Tag Archives: research data

Data Diversity Podcast #1 – Danny van der Haven

Last week, the Research Data Team at the Office of Scholarly Communication recorded the inaugural Data Diversity Podcast with Data Champion Danny van der Haven from the Department of Material Science and Metallurgy.

As is the theme of the podcast, we spoke to Danny about his relationship with data and learned from his experiences as a researcher. The conversation also touched on the differences between lab research and working with human participants, his views on objectivity in scientific research, and how unexpected findings can shed light on datasets that were previously insignificant. We also learn about Danny’s current PhD research studying the properties of pharmaceutical powders to enhance the production of medication tablets.   
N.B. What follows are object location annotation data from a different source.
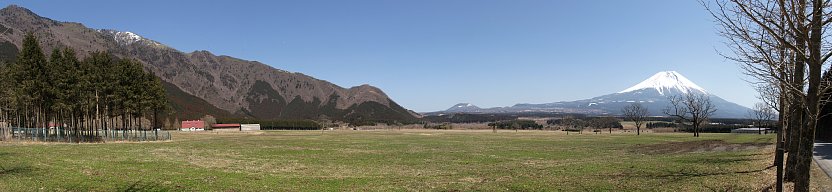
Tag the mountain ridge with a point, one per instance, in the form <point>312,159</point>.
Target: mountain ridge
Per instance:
<point>652,92</point>
<point>225,82</point>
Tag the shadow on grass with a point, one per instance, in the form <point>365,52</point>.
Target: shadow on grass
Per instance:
<point>139,186</point>
<point>15,170</point>
<point>686,174</point>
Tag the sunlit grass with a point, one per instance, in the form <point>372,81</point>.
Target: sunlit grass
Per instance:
<point>394,160</point>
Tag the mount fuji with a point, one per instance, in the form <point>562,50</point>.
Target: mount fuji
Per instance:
<point>652,93</point>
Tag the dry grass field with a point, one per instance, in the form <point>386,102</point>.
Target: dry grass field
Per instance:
<point>399,160</point>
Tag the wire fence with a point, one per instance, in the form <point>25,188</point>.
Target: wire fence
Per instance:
<point>80,136</point>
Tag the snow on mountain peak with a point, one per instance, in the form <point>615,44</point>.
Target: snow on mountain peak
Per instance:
<point>666,81</point>
<point>126,37</point>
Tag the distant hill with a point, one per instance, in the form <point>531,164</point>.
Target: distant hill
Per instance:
<point>652,92</point>
<point>201,83</point>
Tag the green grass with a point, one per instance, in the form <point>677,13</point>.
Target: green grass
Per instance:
<point>390,160</point>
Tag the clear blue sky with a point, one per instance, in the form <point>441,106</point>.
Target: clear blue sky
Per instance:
<point>431,54</point>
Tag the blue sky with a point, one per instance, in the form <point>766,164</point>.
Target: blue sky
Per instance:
<point>428,55</point>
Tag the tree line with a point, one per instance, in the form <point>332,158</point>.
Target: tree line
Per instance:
<point>61,91</point>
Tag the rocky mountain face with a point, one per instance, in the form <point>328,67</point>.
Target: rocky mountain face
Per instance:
<point>464,107</point>
<point>201,83</point>
<point>652,93</point>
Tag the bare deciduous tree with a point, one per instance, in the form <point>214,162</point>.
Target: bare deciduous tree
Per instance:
<point>693,108</point>
<point>636,113</point>
<point>782,42</point>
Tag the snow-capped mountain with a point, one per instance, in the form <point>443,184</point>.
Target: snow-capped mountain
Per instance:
<point>667,82</point>
<point>127,38</point>
<point>652,93</point>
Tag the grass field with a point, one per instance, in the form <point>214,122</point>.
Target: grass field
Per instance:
<point>397,160</point>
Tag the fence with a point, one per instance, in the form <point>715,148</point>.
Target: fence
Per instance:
<point>80,136</point>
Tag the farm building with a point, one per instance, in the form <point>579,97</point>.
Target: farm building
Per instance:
<point>195,125</point>
<point>750,130</point>
<point>249,127</point>
<point>225,127</point>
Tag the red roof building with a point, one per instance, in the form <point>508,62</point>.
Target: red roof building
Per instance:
<point>225,126</point>
<point>196,124</point>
Click here to listen to the full conversation.

If you have heart rate data, you do not want to get a different diagnosis if you go to a different doctor. Ideally, you would get the same diagnosis with every doctor, so the operator or the doctor should not matter, but only the data should matter.
– Danny van der Haven


What is data to you?  

Danny: I think I’m going to go for a very general description. I think that you have data as soon as you record something in any way. If it’s a computer signal or if it’s something written down in your lab notebook, I think that is already data. So, it can be useless data, it can be useful data, it can be personal data, it can be sensitive data, it can be data that’s not sensitive, but I would consider any recording of any kind already data. The experimental protocol that you’re trying to draft? I think that’s already data.   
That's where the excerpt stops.